Sundance was a much different experience for the publicists tasked with promoting the films. The Harbus asked Clifford Ng, a publicist with DDA Public Relations, how things went at Sundance this year.

Harbus: What movies did you promote at Sundance?
Ng:
“Somebodies;” “Destricted;” “A Little Trip to Heaven;” and “Little Red Flowers.”

Harbus: What were some of the challenges you faced?
Ng:
One of the challenges we faced with these films is that we had fresh, new talent that not many people have heard about who did amazing work. When a film features celebrities people know of is one thing. When the talent is relatively unknown, you let the films speak for themselves. If people like them, then they will want to know more about them and what inspired them to do the film. We were fortunate that audiences felt strongly about our films and wanted to know more about the people who made them.

Harbus: What are the advantages of promoting a movie at Sundance?
Ng:
Some of the advantages of promoting a film at Sundance are the instant reactions you receive from a film. If the film is well received, the audience lets you know. Sundance is also known as a breeding place for new ideas and new faces to emerge as the people to watch. It was a great advantage to have our films play in Sundance because the audience could be exposed to the films and see the passion that the filmmakers and actors and everyone associated with the film had making it.
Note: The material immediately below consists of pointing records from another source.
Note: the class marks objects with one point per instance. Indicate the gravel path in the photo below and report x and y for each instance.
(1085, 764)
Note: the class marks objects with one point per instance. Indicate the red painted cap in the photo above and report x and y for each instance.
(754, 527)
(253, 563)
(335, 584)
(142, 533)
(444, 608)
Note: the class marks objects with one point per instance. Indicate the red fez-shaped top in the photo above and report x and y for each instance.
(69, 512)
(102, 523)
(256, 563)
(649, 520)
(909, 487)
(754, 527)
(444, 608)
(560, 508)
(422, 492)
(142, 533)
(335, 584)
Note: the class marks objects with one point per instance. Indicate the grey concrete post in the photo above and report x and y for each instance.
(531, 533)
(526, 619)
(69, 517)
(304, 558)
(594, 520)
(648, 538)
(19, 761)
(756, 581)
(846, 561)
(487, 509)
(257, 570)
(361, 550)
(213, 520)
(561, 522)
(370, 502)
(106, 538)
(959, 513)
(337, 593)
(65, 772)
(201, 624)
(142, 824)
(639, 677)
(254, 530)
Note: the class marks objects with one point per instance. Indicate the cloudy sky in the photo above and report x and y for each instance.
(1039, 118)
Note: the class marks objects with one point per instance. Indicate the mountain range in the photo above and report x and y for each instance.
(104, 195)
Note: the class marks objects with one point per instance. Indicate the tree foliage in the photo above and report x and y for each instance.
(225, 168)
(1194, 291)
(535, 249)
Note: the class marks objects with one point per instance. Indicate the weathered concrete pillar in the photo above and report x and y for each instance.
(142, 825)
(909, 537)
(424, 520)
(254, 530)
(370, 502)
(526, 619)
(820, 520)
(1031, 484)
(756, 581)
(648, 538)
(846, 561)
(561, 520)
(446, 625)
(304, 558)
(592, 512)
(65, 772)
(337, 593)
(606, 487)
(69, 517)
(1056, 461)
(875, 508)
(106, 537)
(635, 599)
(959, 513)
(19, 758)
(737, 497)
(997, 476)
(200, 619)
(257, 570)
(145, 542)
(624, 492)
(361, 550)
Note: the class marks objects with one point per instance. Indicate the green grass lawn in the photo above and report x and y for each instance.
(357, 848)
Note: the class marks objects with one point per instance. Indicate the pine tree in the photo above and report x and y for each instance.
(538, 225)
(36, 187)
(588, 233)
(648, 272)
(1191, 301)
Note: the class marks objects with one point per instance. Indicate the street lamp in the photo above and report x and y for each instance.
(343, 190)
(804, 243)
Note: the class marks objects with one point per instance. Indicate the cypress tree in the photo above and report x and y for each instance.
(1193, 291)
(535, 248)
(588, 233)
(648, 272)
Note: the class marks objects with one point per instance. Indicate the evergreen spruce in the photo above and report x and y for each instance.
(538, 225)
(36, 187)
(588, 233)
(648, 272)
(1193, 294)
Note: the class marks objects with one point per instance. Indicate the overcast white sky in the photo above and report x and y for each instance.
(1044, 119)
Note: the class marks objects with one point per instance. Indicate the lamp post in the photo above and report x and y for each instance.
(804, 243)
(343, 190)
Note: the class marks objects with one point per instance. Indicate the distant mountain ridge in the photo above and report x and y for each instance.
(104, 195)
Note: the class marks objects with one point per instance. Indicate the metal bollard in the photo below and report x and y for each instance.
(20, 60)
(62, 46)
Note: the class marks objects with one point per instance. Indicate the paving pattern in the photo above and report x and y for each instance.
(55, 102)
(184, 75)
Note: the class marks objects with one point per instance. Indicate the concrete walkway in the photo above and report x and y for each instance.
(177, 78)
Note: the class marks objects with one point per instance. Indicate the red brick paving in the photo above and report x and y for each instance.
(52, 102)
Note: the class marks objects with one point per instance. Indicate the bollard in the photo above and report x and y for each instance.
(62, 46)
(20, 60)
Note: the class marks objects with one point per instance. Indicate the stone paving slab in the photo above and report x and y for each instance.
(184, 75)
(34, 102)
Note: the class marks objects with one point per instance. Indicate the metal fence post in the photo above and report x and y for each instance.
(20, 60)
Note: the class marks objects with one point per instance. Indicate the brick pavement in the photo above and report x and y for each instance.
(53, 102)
Harbus: How did your events turn out for the movies you worked on?
Ng:
All of our films were well received and had strong audience reactions. Our clients were happy with the work we produced.

Harbus: Do you have any other impressions you’d like to share?
Ng:
This was actually my very first Sundance, but not for my colleagues, and it was everything I expected. Sales people running around signing deals, publicists working extra hard for their clients and friendly faces all around Park City. Even though festivals are a lot of hard work for everybody, it brings excitement in the air. And the cold temperatures were definitely what I expected!

Although Sundance prides itself in being anti-snob, it has no power over the Hollywood types who come to make deals with the freshest and most talented directors in the world. Many of the restaurants on Main Street were closed in the evenings for private parties, making it a challenge to find a good meal. Those in the know had made reservations months in advance.

But in spite of the hassle caused by the large influx of people, Sundance Film Festival is an event to experience-from screening brilliant films by up-and-coming filmmakers to hearing the creators’ thoughts behind their work.

Coming next week: HBS alumni weigh in on Sundance and the entertainment business.

Note: These interviews were conducted on location at Park City coupled with e-mail responses to questions sent afterward.